Children are designed to explore and understand the world around them through their senses. Their primary field guides in this exploration is you: the parent. Parents understand the importance of this role and aspire to introduce their young children to the world around them in creative and engaging ways. However motivated parents may be, when it comes to specific ways of engaging with their children in meaningful play, I often hear a collectively shared experience of inadequacy. This is when it becomes easy to buy into modern technology in an attempt to provide us with a commercialized means to nurture our children.
Why Do We Feel Inadequate?
I would like to offer my thoughts on why the perceived sense of inadequacy exists and how it can be alleviated. A generation ago, our mothers’ educational opportunities were primarily limited to nursing and teaching. As these teachers became mothers, they naturally applied what they were doing in the classroom to their own children. The understanding of early childhood development easily translated into age appropriate ways of engaging with their own brood.
While it is wonderful that the opportunities available to women today are much broader, it has created a need for early childhood experts to share their expertise with parents who have become educated and skilled in other areas of study.
Components of Meaningful Play
When parents are equipped with the insights and ideas of early childhood experts to promote learning through the five senses, two key developments take place that cannot be usurped by modern technology:
- It promotes experiential learning through a child’s five senses which lays a fundamental understanding of the world around them.
- Sharing the learning experiences together promotes and deepens bonds between parent and child that will lay a strong foundation for their future relationship.
When we as parents become a vital part of this nurturing process through activities that promote bonding between parent and child, we are well on our way of fulfilling our role. Equipped with timeless activities that have been nurturing young minds for centuries, we do not need to feel inadequate in our approach.
Attachment-Promoting Toddler Games
Below are a few examples of play activities that engage the senses and strengthen the attachment bond between you and your toddler. These suggestions come from ProductiveParenting.com, which offers simple ways to bond with your newborn through five-year-old child.

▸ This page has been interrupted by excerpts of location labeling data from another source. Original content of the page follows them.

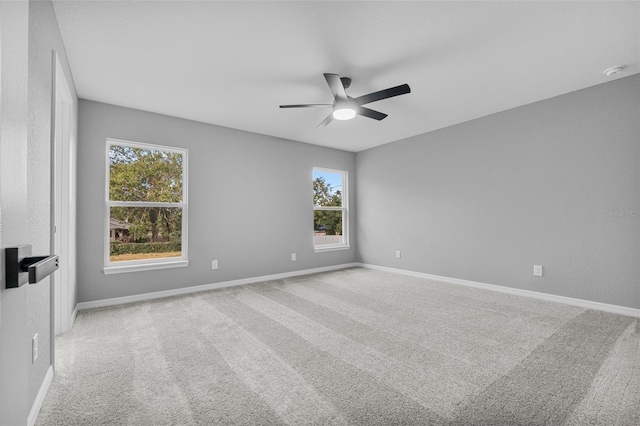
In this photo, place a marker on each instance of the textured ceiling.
(233, 63)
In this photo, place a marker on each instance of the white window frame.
(345, 212)
(146, 264)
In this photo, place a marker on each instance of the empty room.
(319, 212)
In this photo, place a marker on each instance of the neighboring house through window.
(330, 213)
(146, 207)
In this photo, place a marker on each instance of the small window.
(330, 213)
(146, 207)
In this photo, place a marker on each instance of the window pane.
(327, 227)
(141, 174)
(327, 188)
(138, 233)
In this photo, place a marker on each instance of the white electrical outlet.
(537, 270)
(34, 348)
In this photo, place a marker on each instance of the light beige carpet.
(354, 346)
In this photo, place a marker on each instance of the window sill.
(144, 267)
(320, 249)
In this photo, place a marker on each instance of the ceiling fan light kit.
(346, 107)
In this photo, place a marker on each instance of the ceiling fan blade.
(326, 121)
(383, 94)
(366, 112)
(307, 106)
(335, 84)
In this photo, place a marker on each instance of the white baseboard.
(622, 310)
(178, 291)
(42, 393)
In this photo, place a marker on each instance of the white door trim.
(61, 206)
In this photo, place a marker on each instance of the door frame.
(62, 196)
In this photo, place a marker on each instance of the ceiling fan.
(345, 107)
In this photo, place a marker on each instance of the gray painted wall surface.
(29, 35)
(44, 38)
(250, 201)
(541, 184)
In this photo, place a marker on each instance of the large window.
(330, 213)
(146, 207)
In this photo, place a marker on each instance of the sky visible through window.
(333, 179)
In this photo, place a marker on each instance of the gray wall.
(29, 35)
(250, 201)
(546, 184)
(44, 40)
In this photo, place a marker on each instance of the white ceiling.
(233, 63)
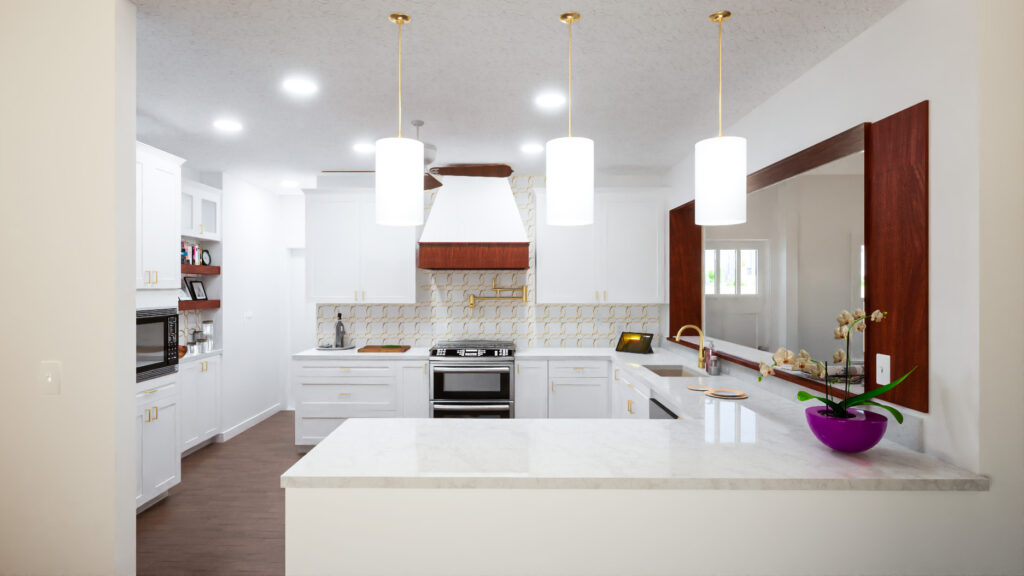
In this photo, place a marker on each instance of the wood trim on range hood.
(474, 255)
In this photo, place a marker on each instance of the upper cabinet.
(200, 210)
(158, 191)
(619, 259)
(350, 258)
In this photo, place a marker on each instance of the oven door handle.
(450, 369)
(472, 407)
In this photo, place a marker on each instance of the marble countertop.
(760, 443)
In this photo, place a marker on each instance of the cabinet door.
(189, 202)
(161, 456)
(565, 261)
(415, 391)
(388, 259)
(188, 382)
(531, 389)
(333, 248)
(208, 395)
(632, 245)
(208, 212)
(578, 398)
(141, 415)
(160, 231)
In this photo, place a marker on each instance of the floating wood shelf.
(198, 304)
(199, 270)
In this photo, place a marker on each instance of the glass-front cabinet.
(200, 210)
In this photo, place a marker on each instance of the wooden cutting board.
(390, 347)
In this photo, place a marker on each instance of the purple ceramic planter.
(860, 433)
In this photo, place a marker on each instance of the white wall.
(254, 328)
(925, 49)
(67, 179)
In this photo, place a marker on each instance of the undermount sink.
(674, 371)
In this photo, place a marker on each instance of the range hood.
(474, 224)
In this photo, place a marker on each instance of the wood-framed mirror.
(840, 224)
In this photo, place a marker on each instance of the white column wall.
(68, 186)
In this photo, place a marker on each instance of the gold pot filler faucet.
(700, 359)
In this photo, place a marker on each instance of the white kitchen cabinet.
(629, 400)
(619, 259)
(200, 383)
(350, 258)
(578, 397)
(158, 203)
(328, 392)
(157, 438)
(415, 391)
(530, 388)
(201, 214)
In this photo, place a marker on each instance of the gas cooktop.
(473, 348)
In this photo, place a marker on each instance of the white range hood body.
(474, 210)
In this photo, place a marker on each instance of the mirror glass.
(781, 278)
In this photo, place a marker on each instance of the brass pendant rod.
(570, 78)
(719, 78)
(399, 78)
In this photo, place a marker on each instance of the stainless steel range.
(472, 379)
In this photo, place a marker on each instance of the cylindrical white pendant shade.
(720, 180)
(399, 181)
(569, 182)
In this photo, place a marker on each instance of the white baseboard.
(248, 422)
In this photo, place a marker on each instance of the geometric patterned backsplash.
(441, 312)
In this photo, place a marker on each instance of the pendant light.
(569, 179)
(398, 178)
(720, 165)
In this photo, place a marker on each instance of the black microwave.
(156, 342)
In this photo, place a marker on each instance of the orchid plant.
(848, 323)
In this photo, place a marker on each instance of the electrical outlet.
(882, 369)
(49, 378)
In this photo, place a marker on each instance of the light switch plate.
(882, 369)
(49, 377)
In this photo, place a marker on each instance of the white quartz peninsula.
(614, 496)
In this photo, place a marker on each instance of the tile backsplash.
(442, 313)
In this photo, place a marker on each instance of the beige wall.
(67, 156)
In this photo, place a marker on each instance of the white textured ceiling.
(644, 85)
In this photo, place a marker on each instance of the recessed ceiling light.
(550, 100)
(531, 148)
(299, 86)
(227, 125)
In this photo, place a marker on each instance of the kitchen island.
(730, 487)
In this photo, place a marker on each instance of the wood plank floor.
(227, 516)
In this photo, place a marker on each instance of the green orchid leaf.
(860, 398)
(803, 397)
(896, 413)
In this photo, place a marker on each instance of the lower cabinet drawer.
(578, 369)
(383, 394)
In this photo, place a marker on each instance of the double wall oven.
(472, 379)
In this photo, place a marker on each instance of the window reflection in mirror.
(781, 278)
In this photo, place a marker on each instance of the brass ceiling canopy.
(720, 16)
(569, 17)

Target Age: Early 2 year old
What To Do: Children learn using the sense of hearing. Listening and following directions are important skills for your child. Introduce this fun activity by saying, “I will clap one time.” Clap. “I will clap two times.” Clap. Clap. Continue up to four times. Have your child try clapping one, two, three, and four times. Continue only if your child is still interested.
Target Age: Middle 2 year old
Materials You Will Need: Two toy phones or disconnected phones
What To Do: Your child has seen and heard you on the phone many times. Now may be the time to let your child have a conversation with you on the phone! Dial your home number. Say it out loud as you dial. Talk to your child. Give your child time to talk to you. Show your child how to dial the home number. Keep the phones on the toy shelf for playtime.
Letter to Myself
Target Age: Late 2 year old
Materials You Will Need: paper, envelope, stamp
What To Do: Children love to bring in the mail! Help your child understand how this works firsthand with today’s activity! Begin by having your child write a letter. (This usually means drawing.) Put your child’s letter in an envelope. Address the letter to your child. Let your child put a stamp on the envelope. Take your child to a mailbox and let your child put the letter in the mailbox. Let your child check the mail every day until the letter arrives. Children are so excited to receive mail, just like you do!
Past, Present, Future
Target Age: Early 3 year old
What To Do: Today’s activity will help develop your child’s concept of time. Discuss the concepts of past, present, and future with your child. Give your child a few examples of things that have happened in the past (last birthday, last vacation, etc.), and see if your child can come up with some, too. Now discuss today’s events as things that are happening in the present. Do the same for things that will or may happen in the future. Test your child’s understanding of the concept by giving your child an event and asking him/her to categorize it.
Target Age: Late 3 year old
Materials You Will Need: assortment of coins
What To Do: While waiting in a restaurant, use the coins you have in your pocket or wallet to practice patterning with your child. Start with simple patterns, like penny, nickel, penny, nickel and see if your child can continue the pattern. Try more complicated patterns with more than two coins or let your child come up with his/her own patterns.